Young People (1940)
4/10
Babes on Farms
5 December 2016
Warning: Spoilers
If "The Wizard of Oz" became "The Blue Bird" when the deal to lend Shirley Temple out to MGM failed, then the Mickey/Judy vaudeville musical became this musical comedy of showing the staid town leader a good time. Jack Oakie and Charlotte Greenwood are a popular vaudeville team who all of a sudden become parents when an old friend bequests them her baby in a basket. The baby grows up to be Shirley Temple, and like "Babes in Arms", her passage of time is documented by old clips of her early days. They work the vaudeville circuit until deciding to retire to a farming community, never telling Shirley that she was adopted. They find themselves up against the power mongering Kathleen Howard, who like Margaret Hamilton in "Babes in Arms", tries to stop the show in the barn from going on. It's only a matter of time before the truth comes out, leaving Shirley quite despondent.
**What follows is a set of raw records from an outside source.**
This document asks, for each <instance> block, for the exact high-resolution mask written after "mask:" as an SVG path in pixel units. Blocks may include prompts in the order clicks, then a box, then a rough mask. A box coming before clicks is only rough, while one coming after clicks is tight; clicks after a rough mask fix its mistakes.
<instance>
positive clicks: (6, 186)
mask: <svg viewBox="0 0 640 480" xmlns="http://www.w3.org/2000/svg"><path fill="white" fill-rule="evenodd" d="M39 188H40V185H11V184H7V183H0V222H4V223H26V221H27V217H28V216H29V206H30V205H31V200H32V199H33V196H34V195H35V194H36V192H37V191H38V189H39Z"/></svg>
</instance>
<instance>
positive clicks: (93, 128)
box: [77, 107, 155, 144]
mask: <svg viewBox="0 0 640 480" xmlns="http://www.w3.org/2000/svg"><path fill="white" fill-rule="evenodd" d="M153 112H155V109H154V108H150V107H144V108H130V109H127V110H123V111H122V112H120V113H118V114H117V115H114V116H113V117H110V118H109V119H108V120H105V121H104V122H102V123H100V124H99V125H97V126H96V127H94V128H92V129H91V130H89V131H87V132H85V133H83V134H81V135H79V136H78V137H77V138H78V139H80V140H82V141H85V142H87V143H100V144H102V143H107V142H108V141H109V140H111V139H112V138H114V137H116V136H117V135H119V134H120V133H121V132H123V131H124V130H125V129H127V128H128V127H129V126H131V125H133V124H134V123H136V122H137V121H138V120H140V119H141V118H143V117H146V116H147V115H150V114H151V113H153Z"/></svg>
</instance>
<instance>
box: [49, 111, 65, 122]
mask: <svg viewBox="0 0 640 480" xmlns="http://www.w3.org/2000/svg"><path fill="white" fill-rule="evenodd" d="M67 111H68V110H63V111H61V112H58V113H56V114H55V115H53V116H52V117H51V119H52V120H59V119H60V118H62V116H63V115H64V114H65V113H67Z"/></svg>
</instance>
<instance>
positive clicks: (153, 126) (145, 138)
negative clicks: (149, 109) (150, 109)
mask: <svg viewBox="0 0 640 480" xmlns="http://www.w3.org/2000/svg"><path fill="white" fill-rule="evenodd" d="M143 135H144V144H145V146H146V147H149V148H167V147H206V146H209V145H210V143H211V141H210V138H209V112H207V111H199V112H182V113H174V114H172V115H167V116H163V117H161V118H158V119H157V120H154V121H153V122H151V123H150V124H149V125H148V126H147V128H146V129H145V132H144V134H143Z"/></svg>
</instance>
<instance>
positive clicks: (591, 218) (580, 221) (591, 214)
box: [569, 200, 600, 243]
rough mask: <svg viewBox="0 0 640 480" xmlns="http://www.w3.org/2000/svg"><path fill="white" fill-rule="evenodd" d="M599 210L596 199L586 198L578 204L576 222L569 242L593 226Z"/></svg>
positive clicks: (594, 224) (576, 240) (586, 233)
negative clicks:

This makes enough changes to be different, but with Mickey and Judy having moved into the spot once held by Shirley, it's obvious that this was influenced by that smash hit at MGM and what would wrap up Shirley's years at 20th Century Fox. One number, "We're not babies anymore", is a direct rip-off of "Babes in Arms" title song. Still moderately entertaining, in this case it's Charlotte Greenwood who came out the winner. Oakie is basically playing the types of roles that he'd been playing for a decade. In a sense, I didn't find Oakie and Greenwood's plans to liven up the town realistic, and yet didn't sympathize with the nasty Howard either. The way the truth about Temple's paternity comes out seems forced as well. It's good intentions for a combination of music, comedy and pathos that just doesn't really gel. A laughable sudden turn of events at the end just adds to the absurdity. Ironically, Shirley's next home (for one film) would be MGM, and it wasn't meant to last.